Chinese Dating Apps Data Exposed
Reportedly, researcher Jeremiah Fowler of Security Discovery stumbled upon an unsecured database exposing a huge amount of records. The publicly accessible database contained data belonging to some Chinese dating apps aimed at US citizens.
Elaborating on his findings in his blog post, Fowler stated that he found the unprotected Elastic database on May 25, 2019. The database contained various folders having name belonging to various dating apps that claim to have distinct developers each. As he stated,
What really struck me as odd was that despite all of them using the same database, they claim to be developed by separate companies or individuals that do not seem to match up with each other.
Fowler noticed that the majority of exposed records belonged to US citizens. Though they also had information about people from other regions as well. According to Jeff Stone,
A sampling of 10,000 users revealed that 8,063 were from the U.S., 356 were from the U.K., 219 from Canada and 151 from Australia and other random English-speaking countries, Jeremiah Fowler, who found the database, told me today.
— Jeff Stone (@jeffstone500) May 29, 2019
The apps cited in the database do exist online. All of them have different focuses to attract more users. Namely, these include, Cougardating, Mingler, Fwbs, Christiansfinder, and TS (what Fowler assumes a Transsexual Dating App).
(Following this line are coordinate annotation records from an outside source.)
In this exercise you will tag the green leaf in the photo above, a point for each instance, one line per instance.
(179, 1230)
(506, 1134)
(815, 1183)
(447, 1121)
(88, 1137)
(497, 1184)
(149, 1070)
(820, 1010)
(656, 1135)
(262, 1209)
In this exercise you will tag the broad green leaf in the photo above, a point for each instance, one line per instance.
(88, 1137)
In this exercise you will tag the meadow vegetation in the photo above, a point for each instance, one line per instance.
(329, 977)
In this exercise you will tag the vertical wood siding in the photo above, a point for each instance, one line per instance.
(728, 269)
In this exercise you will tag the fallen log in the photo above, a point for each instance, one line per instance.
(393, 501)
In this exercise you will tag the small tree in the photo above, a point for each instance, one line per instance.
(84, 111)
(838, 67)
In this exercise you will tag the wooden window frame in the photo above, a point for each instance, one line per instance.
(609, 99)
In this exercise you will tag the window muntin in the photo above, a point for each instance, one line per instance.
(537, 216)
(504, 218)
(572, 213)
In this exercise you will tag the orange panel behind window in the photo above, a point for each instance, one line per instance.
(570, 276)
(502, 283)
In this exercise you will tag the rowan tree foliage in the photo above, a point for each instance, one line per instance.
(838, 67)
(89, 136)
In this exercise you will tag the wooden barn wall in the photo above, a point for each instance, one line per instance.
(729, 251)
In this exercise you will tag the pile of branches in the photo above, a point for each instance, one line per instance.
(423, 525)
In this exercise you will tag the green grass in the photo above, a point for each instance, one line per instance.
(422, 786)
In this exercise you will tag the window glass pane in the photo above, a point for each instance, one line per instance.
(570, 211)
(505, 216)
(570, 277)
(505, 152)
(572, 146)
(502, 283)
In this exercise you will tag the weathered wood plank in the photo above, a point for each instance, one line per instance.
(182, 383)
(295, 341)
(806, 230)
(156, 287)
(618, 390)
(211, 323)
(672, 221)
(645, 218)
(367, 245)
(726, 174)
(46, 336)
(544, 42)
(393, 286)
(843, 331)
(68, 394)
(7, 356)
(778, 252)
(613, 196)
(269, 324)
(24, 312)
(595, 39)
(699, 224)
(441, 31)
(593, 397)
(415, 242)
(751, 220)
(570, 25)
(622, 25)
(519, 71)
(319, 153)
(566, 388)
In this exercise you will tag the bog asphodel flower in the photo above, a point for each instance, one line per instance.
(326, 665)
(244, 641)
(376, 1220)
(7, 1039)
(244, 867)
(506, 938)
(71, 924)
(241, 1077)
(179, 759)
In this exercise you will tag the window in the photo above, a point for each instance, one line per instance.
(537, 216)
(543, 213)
Regarding the kind of information exposed, Fowler explained that it contained details about lifestyle choices, sexual preferences, or infidelity. However, it did not expose any PII data or billing information. Precisely, the leaked details included usernames, IP addresses, age, and location, that may still be troublesome.
Leaky Database Remained Open…
Allegedly, the suspicious apps shared no contact legit information publicly. One of these sites even had fake data for Whois registration. The researcher could neither validate these details nor could contact them. As explained,
The address that was listed there was Line 1, Lanzhou and when trying to validate the address I discovered that Line 1 is a Metro station and is a subway line in Lanzhou. The phone number is basically all 9’s and when I called there was a message that the phone was powered off.
Still, he twice attempted to send alerts on the given email addresses. Nonetheless, after facing failures, he publicly disclosed the matter for awareness and possible notice by the developers. The leaky database referred herewith remained upon until the disclosure of Fowlers’ report.
We have published this article to raise awareness to the users of these apps who may be affected and hope to make the developers aware of the data exposure.
Let’s see whether the database goes offline anytime soon.